Everybody thought I was crazy.
We all know.
I was there.
I was there.
I've never been wrong.
But I'm losing my edge to better-looking people with better ideas and more talent.
And they're actually really, really nice.
I'm losing my edge.
I heard you have a compilation of every good song ever done by anybody.
Every great song by Minnie Riperton. All the underground hits.
All Joe Finger tracks. I heard you have a vinyl of every Half Japanese record on German import.
I heard that you have a white label of every seminal funk hit - 1985, '86, '87.
I heard that you have a CD compilation of every good '80s cut and another box set from the '90s.
I hear you're buying an oboe and a linndrum and are throwing your macbook out the window because you want to make something real. You want to make a Rites of Spring record.
I hear that you and your band have sold your organ and bought a mellotron.
I hear that you and your band have sold your mellotron and bought an organ.
I hear everybody that you know is more relevant than everybody that I know.
But have you seen my records?
The Angels of Light,
Jesper Dahlback,
David McCallum,
ABBA,
Oblivians,
Ronan,
Byron Stingily,
Agitation Free,
Glenn Branca,
The J.B.'s,
Warren Ellis,
Wings,
Maurizio,
Heavy D & The Boyz,
Be Bop Deluxe,
Girls At Our Best!,
Bronski Beat,
Simply Red,
Avey Tare & Kría Brekkan,
the Swans,
Metal Thangz,
Q and Not U,
Sticky Fingaz feat.

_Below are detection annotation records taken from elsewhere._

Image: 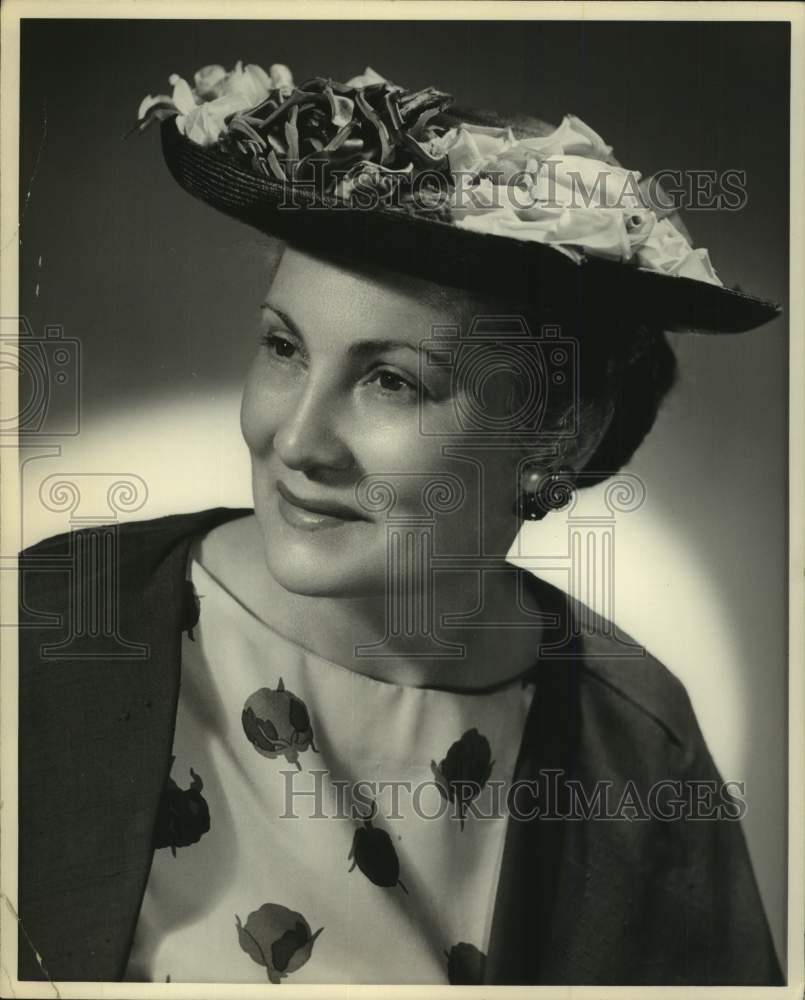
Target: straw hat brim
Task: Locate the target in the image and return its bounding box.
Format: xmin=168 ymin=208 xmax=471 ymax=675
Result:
xmin=161 ymin=109 xmax=780 ymax=333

Raekwon,
Letta Mbulu,
Beasts of Bourbon,
Deutsch Amerikanische Freundschaft,
Ultra Naté,
Crooked Eye,
OOIOO,
Dawn Penn,
Black Moon,
the Soft Cell,
The Invisible,
Ken Boothe,
These Immortal Souls,
Red Lorry Yellow Lorry,
Ralphi Rosario,
Piero Umiliani,
The Selecter,
The West Coast Pop Art Experimental Band,
Amon Düül II,
Motorama,
Prince Buster,
Underground Resistance,
Aswad,
Manfred Mann's Earth Band,
Delta 5,
Peter and Kerry,
The Grass Roots,
The Move,
London Community Gospel Choir,
Theoretical Girls,
Man Parrish,
Adolescents,
Pete Rock & C.L. Smooth,
Anthony Braxton,
MDC,
Clear Light,
Kool Moe Dee,
Ultimate Spinach,
Tommy Roe,
The Fall, The Fall, The Fall, The Fall.
You don't know what you really want.
You don't know what you really want.
You don't know what you really want.
You don't know what you really want.
You don't know what you really want.
You don't know what you really want.
You don't know what you really want.
You don't know what you really want.
You don't know what you really want.
You don't know what you really want.
You don't know what you really want.
You don't know what you really want.
You don't know what you really want.
You don't know what you really want.
You don't know what you really want.